Toru Okada is married to Kumiko. They have a happy life, but their cat is missing and Toru is out of work. And he’s getting these weird calls from a mysterious woman who claims to know him. When an enigmatic young woman named Malta Kano contacts Toru and tells him that she’s on the case of the missing cat, Toru suspects something else is on her mind. He’s right. It turns out that Malta’s sister, Creta once worked as a prostitute and was raped, metaphysically, by Toru’s brother-in-law, and up and coming economist and politician. And that’s the first hundred pages. Later, he meets a neighbor girl who counts bald people for a wig company and might be developing a crush on him. And then there’s a fashion designer turned psychic healer and her mute son. And an old military man who spent some time in a Mongolian well. The cast is diverse and they all have interesting stories to tell. In fact, Murakami often takes time away from the main plot of the book to relate a story from one or another of these people’s lives. It gives the story room to breathe and grow, and we get to know the side characters more intimately. There are letters and computer chats and newspaper articles. Murakami spares no expense and it shows. It’s all there on the page.

“The point is, not to resist the flow. You go up when you’re supposed to go up and down when you’re supposed to go down. When you’re supposed to go up, find the highest tower and climb to the top. When you’re supposed to go down, find the deepest well and go down to the bottom. When there’s no flow, stay still. If you resist the flow, everything dries up. If everything dries up, the world is darkness.”

The book is about all those things that I listed up there in the first paragraph, but it’s not really about them. The book is, I think, about depression. Several characters describe having some dark thing inside of them, or a feeling of having nothing inside of them. There’s an abandoned house that has a history of violence. The house is Japan in a nutshell. You can live there for a few years but there will always be some kind of tragedy in the end. It’s called ‘The Hanging House’ in the newspapers and it serves as the location for much of the second half of the book. It’s a haunted house and its dark history echoes Japan’s mid-century attempts at military expansionism. I had no idea that Japan tried to invade Russia from a stronghold in Mongolia, a plan that failed miserably. It forms the historical backbone of the story and supplies much of the horror. There are three memorable vignettes from this dark time in Japan’s history that will stick with me for a long time. And Murakami deftly mixes them in with the modern day story so they echo and reflect on each other. He makes the case that Japan’s previous moral lapses have long shadows. Shadows that are deep and unyielding. You get the sense that these characters are trying to raise themselves out of the muck and the mire but they can’t. It takes going down into a dry well to separate Toru’s mind from his body and going on a dream-quest to destroy the blackness. The climax of the book is a wonderfully surreal scene played out entirely in darkness. Things happen, but you really don’t know what they are or to whom they happen. It’s a visual idea that works wonderfully on the page thanks to Murakami’s fantastic prose.
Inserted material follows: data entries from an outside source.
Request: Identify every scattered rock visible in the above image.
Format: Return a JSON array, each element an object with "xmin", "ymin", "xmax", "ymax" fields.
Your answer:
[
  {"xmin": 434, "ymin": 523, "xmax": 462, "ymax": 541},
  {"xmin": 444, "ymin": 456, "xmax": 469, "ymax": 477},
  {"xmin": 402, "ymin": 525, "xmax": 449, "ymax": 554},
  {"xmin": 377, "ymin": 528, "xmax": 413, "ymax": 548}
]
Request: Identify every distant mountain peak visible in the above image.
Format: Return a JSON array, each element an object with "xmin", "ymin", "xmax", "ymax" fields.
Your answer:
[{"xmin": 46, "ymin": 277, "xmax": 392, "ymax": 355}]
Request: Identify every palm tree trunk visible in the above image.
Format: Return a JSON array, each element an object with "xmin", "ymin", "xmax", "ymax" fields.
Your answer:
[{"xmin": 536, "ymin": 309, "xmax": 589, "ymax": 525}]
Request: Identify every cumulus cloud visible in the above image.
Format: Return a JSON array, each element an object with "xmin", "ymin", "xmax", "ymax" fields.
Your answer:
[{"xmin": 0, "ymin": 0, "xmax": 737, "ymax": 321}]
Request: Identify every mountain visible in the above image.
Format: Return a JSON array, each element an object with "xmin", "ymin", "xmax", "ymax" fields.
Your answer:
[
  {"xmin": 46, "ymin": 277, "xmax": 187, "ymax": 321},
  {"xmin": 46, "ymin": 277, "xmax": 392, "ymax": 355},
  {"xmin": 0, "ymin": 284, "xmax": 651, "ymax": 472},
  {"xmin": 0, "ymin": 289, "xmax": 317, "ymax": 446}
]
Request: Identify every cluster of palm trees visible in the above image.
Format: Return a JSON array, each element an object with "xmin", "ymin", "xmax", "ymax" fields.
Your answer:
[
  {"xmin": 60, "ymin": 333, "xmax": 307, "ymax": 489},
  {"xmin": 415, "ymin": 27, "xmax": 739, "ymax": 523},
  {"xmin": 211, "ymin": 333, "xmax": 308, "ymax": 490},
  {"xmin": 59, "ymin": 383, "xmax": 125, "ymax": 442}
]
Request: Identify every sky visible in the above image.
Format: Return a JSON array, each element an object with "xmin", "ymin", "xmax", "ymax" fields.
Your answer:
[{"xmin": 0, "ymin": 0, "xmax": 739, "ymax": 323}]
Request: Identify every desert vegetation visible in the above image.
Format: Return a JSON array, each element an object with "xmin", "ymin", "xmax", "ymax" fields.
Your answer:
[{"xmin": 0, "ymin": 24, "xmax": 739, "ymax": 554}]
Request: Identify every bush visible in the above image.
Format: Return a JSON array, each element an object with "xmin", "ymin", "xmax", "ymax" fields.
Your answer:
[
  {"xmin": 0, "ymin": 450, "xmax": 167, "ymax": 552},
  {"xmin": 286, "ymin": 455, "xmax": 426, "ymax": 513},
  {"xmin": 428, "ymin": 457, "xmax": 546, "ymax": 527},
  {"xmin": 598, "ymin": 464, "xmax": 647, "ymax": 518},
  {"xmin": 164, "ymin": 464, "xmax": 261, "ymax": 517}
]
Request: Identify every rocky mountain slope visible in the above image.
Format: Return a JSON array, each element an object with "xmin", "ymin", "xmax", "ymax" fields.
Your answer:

I’ll end on a bit of a down note, though it’s nothing that should keep you from reading this marvelous book. The translation by Jay Rubin is really good throughout the book except for one repeated word that doesn’t work at all. Rubin uses “finally” instead of “ultimately” or “in the end” often. It ruins the flow every time, and it’s an unfortunate mar on the otherwise excellent translation.

“Of course, they’re not clowning around trying to make me laugh. They’re doing their best to live very serious lives, and they just happen to fall down sometimes. I think that’s cool.”